Philippe Nassif, diretor de defesa para o Oriente Médio e Norte da África da Amnistia Internacional dos EUA, disse na segunda-feira que Washington deve abster-se de fornecer aos Emirados Árabes Unidos armas que podem matar civis no Iémen e na Líbia. “O fato surpreendente de que o governo dos Estados Unidos continue seu apoio inabalável ao fornecimento de armas que podem aumentar o número devastador de civis iemenitas mortos e feridos ilegalmente por armas feitas nos EUA deve abalar profundamente todas as pessoas que vivem neste país”, disse Nassif .
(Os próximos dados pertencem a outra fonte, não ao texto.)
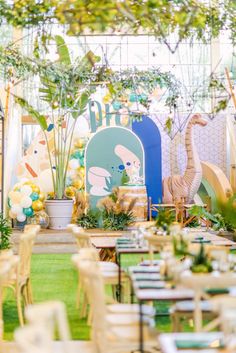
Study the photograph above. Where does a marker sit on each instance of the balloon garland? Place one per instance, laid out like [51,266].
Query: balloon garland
[24,201]
[76,170]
Na semana passada, o Departamento de Estado dos EUA notificou o Congresso sobre a venda planejada de mais de uma dúzia de veículos aéreos não tripulados MQ-9B armados de última geração para os Emirados Árabes Unidos sob um negócio de aproximadamente US $ 2,9 bilhões, menos de dois meses após o O país do Golfo Pérsico assinou um acordo mediado pelos EUA para normalizar com Israel. A mudança vem na sequência de uma notificação anterior de uma potencial venda de 50 jatos de combate stealth Lockheed Martin F-35 para os Emirados Árabes Unidos, em uma venda que pode chegar a US $ 10 bilhões.   “Esses drones norte-americanos podem ser responsáveis ​​por ataques dos Emirados Árabes Unidos que violam o direito internacional humanitário e matam, além de ferir, milhares de civis iemenitas que já sofreram o impacto de uma das catástrofes humanitárias mais devastadoras do mundo”, destacou Nassif.

Os Emirados Árabes Unidos são um partido importante para uma coalizão de países liderada pela Arábia Saudita que trava uma campanha militar devastadora contra o Iêmen desde março de 2015, com o objetivo de trazer de volta ao poder um antigo governo amigo de Riade.

O Armed Conflict Location and Event Data Project (ACLED), uma organização sem fins lucrativos de pesquisa de conflitos, estima que a guerra ceifou mais de 100.000 vidas nos últimos cinco anos.

A Amnistia Internacional advertiu ainda contra as consequências preocupantes da venda de drones armados pelos EUA aos Emirados Árabes Unidos, apontando para as extensas evidências de que Abu Dhabi usou drones armados na Líbia, em violação do embargo de armas de 2011 do Conselho de Segurança da ONU ao operar a aeronave em nome do comandante militar renegado Forças rebeldes do general Khalifa Haftar.

Duas cadeiras de poder rivais surgiram no país desde 2014, a saber, o governo internacionalmente reconhecido dirigido pelo primeiro-ministro Fayez al-Sarraj, e o parlamento sediado na cidade oriental de Tobruk, apoiado militarmente pelos rebeldes de Haftar.

Os rebeldes líbios são apoiados pelos Emirados Árabes Unidos, Egito e Jordânia. Eles estão controlando grandes áreas do Leste da Líbia, no conflito contra o Governo de Acordo Nacional (GNA), apoiado internacionalmente.